Bir hesapları da II. Abdülhamit''le ilgili. Abdülhamit''i mütedeyyin ve "Ümmetçi/İslâmcı" bilirsiniz. Bir tarafıyla müstebit ve bir tarafıyla en çok borçlanan padişah. Duyûn-ı Umumiye''yi getiren odur. Nasıl mı? Muharrem Kararnamesi''yle. O kararnamenin özü şu: Osmanlı Devleti''nin ödeyemediği iç ve dış borçlarını düzenlemek gayesiyle alacaklıların taleplerine göre, 28 Muharrem 1299''da, (20 Aralık 1881) açıklanan karardır. Hicrî tarihe göre Muharrem ayında imzalandığı için "Muharrem Kararnamesi" diye anılmıştır. Bu kararnâmeden sonra alacaklı yabancıların kontrolünde Düyûn-ı Umumiye kurulmuştur.

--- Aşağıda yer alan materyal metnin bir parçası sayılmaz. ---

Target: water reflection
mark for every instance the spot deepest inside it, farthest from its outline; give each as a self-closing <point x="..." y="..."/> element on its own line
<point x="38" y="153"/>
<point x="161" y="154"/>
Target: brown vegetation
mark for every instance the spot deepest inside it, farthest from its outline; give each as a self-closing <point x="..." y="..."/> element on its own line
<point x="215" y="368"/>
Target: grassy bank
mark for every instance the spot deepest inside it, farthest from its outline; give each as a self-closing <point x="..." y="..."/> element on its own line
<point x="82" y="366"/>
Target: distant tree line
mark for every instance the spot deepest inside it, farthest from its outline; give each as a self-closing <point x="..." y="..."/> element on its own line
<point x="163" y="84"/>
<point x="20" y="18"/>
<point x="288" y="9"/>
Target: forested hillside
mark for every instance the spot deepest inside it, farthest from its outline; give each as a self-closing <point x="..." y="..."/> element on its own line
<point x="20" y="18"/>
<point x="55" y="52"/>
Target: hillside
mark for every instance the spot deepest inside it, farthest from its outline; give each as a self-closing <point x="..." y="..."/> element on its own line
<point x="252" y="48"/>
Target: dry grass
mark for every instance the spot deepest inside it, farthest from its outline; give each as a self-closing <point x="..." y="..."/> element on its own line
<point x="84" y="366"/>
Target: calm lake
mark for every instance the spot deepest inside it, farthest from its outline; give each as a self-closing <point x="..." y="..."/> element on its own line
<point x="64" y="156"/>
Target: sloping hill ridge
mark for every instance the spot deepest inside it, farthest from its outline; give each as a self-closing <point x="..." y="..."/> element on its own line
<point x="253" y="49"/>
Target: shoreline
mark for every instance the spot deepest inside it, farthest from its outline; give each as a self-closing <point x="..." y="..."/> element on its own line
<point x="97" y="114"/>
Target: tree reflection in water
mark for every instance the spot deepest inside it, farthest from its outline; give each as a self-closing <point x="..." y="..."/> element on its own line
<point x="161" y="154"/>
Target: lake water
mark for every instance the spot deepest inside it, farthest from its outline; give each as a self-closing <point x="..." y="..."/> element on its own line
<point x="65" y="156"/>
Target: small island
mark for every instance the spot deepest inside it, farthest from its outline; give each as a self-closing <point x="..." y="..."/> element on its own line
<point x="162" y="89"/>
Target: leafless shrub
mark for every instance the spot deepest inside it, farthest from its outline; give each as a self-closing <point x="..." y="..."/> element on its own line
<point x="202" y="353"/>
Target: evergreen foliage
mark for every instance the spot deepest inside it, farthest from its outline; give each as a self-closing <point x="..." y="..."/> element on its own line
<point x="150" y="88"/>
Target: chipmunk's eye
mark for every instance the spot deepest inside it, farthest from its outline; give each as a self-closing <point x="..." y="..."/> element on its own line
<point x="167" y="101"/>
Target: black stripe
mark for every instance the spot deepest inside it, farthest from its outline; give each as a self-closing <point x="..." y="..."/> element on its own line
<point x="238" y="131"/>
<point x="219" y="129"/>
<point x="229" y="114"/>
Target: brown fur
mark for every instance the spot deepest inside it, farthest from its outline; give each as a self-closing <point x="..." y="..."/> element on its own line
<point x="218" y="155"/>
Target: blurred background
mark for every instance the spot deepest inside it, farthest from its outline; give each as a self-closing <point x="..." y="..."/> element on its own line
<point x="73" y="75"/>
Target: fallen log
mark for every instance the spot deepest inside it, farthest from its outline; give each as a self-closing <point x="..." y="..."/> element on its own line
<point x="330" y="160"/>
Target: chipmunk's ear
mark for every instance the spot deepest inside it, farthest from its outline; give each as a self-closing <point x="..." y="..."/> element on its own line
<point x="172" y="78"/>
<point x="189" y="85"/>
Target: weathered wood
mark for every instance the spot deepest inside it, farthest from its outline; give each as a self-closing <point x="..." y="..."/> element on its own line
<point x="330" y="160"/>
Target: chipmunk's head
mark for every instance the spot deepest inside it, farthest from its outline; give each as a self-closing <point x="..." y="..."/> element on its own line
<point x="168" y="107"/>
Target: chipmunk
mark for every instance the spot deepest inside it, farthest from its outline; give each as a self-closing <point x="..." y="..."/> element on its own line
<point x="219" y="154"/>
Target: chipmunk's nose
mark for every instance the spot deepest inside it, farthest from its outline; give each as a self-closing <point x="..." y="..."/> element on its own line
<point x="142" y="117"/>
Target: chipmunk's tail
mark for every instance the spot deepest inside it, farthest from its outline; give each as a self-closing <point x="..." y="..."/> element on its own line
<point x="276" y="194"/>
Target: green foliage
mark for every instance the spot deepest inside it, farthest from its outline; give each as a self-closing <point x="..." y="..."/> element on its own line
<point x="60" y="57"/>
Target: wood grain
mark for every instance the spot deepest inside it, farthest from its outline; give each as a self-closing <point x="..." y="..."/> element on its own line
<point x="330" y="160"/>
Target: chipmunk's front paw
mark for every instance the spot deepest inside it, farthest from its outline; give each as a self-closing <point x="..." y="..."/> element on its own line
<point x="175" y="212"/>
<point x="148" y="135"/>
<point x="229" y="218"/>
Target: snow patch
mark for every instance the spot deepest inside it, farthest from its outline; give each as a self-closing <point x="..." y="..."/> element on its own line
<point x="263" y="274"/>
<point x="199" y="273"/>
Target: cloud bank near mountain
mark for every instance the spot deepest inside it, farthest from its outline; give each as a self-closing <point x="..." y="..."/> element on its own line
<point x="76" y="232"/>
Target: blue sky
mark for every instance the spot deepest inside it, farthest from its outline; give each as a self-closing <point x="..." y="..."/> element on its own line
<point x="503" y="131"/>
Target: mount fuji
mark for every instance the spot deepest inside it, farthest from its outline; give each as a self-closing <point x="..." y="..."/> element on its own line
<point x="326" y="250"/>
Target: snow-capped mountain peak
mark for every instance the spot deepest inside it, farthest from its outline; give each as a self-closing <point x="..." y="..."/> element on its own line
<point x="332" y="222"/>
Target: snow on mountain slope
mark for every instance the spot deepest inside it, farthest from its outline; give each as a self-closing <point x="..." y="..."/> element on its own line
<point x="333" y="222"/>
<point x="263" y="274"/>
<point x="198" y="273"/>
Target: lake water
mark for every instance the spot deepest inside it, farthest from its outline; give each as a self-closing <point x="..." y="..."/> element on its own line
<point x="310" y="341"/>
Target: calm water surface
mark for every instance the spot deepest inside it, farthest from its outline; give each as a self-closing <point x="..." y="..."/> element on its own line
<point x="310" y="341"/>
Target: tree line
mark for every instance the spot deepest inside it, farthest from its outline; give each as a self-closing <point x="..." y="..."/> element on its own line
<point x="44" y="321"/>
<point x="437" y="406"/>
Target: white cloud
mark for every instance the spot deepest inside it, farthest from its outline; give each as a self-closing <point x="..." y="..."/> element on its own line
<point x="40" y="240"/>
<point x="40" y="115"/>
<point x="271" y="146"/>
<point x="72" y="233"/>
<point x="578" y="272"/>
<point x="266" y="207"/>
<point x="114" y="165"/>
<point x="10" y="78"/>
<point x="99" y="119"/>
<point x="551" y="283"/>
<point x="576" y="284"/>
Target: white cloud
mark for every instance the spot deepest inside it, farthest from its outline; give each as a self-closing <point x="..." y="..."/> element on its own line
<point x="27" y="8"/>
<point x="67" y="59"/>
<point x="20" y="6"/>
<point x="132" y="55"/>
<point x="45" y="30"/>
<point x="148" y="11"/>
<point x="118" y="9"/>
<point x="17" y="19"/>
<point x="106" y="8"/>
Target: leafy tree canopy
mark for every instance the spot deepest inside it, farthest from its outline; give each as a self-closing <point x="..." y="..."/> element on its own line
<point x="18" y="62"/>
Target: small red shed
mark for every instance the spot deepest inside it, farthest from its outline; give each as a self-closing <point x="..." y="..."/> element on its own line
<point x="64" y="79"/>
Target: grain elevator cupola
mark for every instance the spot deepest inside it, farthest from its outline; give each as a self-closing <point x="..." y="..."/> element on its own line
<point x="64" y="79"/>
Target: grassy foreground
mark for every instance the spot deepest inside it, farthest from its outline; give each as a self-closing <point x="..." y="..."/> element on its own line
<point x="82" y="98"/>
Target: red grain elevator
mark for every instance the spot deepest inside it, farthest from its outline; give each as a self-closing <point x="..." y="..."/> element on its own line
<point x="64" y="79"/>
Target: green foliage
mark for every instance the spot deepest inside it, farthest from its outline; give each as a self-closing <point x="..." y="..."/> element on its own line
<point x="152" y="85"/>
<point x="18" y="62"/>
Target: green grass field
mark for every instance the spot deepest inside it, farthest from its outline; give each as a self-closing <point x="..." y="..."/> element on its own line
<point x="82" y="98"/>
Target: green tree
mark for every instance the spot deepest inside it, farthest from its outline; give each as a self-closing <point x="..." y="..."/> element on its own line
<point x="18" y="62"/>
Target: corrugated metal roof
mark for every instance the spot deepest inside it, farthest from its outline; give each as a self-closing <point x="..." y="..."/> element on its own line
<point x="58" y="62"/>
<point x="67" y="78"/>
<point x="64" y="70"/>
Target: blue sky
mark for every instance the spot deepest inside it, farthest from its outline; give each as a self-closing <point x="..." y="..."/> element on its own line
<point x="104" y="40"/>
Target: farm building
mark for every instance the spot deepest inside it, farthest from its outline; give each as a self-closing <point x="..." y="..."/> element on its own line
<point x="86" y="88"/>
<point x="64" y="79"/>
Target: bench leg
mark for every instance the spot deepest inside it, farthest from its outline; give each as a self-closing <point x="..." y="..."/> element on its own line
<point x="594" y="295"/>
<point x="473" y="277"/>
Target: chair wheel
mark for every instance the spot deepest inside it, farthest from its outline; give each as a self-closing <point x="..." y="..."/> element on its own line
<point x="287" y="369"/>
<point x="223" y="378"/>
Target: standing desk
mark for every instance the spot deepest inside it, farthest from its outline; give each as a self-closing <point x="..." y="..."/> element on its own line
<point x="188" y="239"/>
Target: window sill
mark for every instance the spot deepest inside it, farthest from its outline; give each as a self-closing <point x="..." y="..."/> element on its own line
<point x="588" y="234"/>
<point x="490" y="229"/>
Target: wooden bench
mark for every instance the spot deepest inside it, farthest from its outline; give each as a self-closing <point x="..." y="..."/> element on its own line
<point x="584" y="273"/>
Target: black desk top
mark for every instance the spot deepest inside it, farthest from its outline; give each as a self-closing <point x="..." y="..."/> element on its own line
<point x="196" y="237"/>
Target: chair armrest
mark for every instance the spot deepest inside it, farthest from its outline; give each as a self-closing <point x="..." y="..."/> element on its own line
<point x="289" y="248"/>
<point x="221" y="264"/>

Şimdi İslâmcılarımız iktidarda... Doları fırlattılar, sonra, arka kapıdan dolar satıp ateşi biraz düşürdüler ama diğer taraftan tarihimizde görülmedik bir borç yükün altına girdik. Yeni "Muharrem Kararnamesi" imzalarlar mı!?
Sanılıyor ki, doların ateşi, 20.4''e çıktığında Reisimiz, sihirli değneğiyle şöyle bir dokundurdu, bir gecede 10''a indiriverdi!
İslâmcılarımız Mehmet Âkif''e, Abdülhamit hakkında ağır sözler ettiği için karşılar.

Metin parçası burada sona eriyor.